Sorority sisters revealed in lawsuit
Move comes after judge denies requests for student anonymity
CASPER — Six sorority sisters at the University of Wyoming chose Thursday to move forward with their lawsuit to remove a transgender student from Kappa Kappa Gamma after a judge twice denied their requests for anonymity.
One sorority member left the lawsuit, but the remaining plaintiffs amended their complaint to include their names following an order from U.S. District Judge Alan B. Johnson last week.
They had sought to remain anonymous, citing safety and privacy concerns. But the judge decided those concerns did not rise to the level where anonymity was warranted.

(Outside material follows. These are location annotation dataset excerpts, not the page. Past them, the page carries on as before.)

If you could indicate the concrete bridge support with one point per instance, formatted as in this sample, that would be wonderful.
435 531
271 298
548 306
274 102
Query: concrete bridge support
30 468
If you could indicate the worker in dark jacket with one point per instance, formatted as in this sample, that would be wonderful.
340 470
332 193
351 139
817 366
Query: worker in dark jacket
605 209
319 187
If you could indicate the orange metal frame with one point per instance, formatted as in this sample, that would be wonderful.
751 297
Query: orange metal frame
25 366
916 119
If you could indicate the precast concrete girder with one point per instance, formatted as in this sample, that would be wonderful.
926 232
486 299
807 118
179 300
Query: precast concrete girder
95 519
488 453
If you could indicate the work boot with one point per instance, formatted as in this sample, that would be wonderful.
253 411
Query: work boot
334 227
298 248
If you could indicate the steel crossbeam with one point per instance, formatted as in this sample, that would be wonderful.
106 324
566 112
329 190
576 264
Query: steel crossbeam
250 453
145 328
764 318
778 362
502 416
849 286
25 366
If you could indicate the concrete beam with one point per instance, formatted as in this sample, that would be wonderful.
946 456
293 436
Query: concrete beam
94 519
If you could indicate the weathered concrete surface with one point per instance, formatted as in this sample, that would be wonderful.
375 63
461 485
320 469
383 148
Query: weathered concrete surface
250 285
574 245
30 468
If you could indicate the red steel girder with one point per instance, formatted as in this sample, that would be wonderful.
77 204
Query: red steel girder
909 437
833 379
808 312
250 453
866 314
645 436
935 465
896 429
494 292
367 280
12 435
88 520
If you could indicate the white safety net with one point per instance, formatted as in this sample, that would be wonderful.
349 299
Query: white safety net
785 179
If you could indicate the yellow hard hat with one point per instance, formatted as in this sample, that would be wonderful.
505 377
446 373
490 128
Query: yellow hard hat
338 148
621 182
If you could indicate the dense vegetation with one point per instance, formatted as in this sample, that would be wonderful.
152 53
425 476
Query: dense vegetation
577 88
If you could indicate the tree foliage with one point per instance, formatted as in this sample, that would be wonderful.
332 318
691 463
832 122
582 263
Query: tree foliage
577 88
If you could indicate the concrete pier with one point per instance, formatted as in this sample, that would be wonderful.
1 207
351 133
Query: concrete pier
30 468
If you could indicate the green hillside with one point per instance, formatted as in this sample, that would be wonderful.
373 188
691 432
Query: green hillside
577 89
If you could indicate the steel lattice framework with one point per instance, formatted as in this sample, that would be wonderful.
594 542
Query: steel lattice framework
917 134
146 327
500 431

The lawsuit identified the plaintiffs as UW students Jaylyn Westenbroek, Hannah Holtmeier, Allison Coghan, Grace Choate, Madeline Ramar and Megan Kosar.
None of the sorority members are from Wyoming.They hail from Colorado,Kansas, Oklahoma,Nebraska and Virginia.
The new court filing also names the transgender student they aim to bar as Artemis Langford.
Johnson gave the group of UW sorority members until Thursday to amend their suit and reveal their names.
The six sorority sisters sued the Kappa Kappa Gamma’s parent organization, its president and the school’s first transgender sorority member late last month in a closely watched case. They alleged that the sorority did not follow its bylaws and rules, failed to uphold its mission, breached its housing contract with members, and misled them by admitting a transgender student.
The sorority members asked the courts to remove the transgender student and ban any “man” from joining a sorority, while also seeking monetary damages.
They filed the lawsuit anonymously, using the pseudonyms “Jane Doe” for the original seven members and “Terry Smith '' for Langford.
The group only included Langford in the lawsuit because the sorority members are attempting to remove her from the sorority, according to the complaint.
Alongside the lawsuit, the lawyers for the group, John Knepper and Cassie Craven, submitted a request asking the courts to grant anonymity in the case. They argued that students on both sides of the lawsuit faced safety and privacy concerns if their names become public in court proceedings, especially amid intense statewide and national media coverage and contention around transgender issues.
They referenced an incident last year when a Laramie church elder targeted the transgender student with a sign in UW’s student union before appearing at the Kappa Kappa Gamma sorority house to speak with the transgender student and members. Police were later called, and they issued the student a trespassing warning.
“The sensitive facts involved in this case, as well as the strong likelihood that the nature of this lawsuit will result in threats and harassment from third-parties against individual students and their families, merit this Court’s approval,” the attorneys wrote.
Johnson denied their motion.
He concluded that courts only grant anonymity under exceptional circumstances and their request did not meet the bar for “matters of a highly sensitive and personal nature” and “real danger of physical harm.”
The sorority members could face “criticism, ostracism, and vitriol,” but they opened themselves to that by filing a lawsuit in federal court, Johnson found.
He judged that the public interest in the case ultimately outweighed the sorority members’ privacy concerns.
“The bottom line is this. Lawsuits are public events, and the public, especially here, has an important interest in access to legal proceedings. Plaintiffs may not levy serious accusations without standing behind them,” Johnson wrote. “Our system of dispute resolution does not allow Plaintiffs to cower behind an anonymity shield, especially one that is so rarely bestowed in this District or Circuit.”
Knepper and Craven appealed, again asking Johnson to allow the lawsuit to proceed anonymously. They cited recent national and state events to bolster their case, including the alleged attack of a swimmer by transgender rights activists at San Francisco State University, a Wyoming lawmaker’s meme that was criticized for its violent overtones calling for the defense of transgender people and death threats against supporters and critics of transgender issues. The attorneys insisted that the sorority members faced particular danger because the address of the Kappa Kappa Gamma sorority house had been revealed online and people knew where they lived.
“If the Court’s standard for anonymity is that Plaintiffs must wait for personalized death threats and harassment before they can become anonymous, then the Court has eliminated protection for all litigants,” they wrote.
In his second ruling denying anonymity on April 14, Johnson lamented that the sorority members did not show they faced real and “personal” danger and instead relied on the premise that they may face harassment and threats.
“I yearn for the day where litigants seek their courts unburdened by the mere possibility of physical reprisal,” he wrote.
Johnson again decided that the public interest outweighed the concerns of the sorority members in a case that could decide the legal standard on issues of gender identity and transgender rights.
“Plaintiffs have chosen to level accusations of impropriety against Defendants. They must now shoulder the burden of those accusations and walk in the public eye,” he wrote.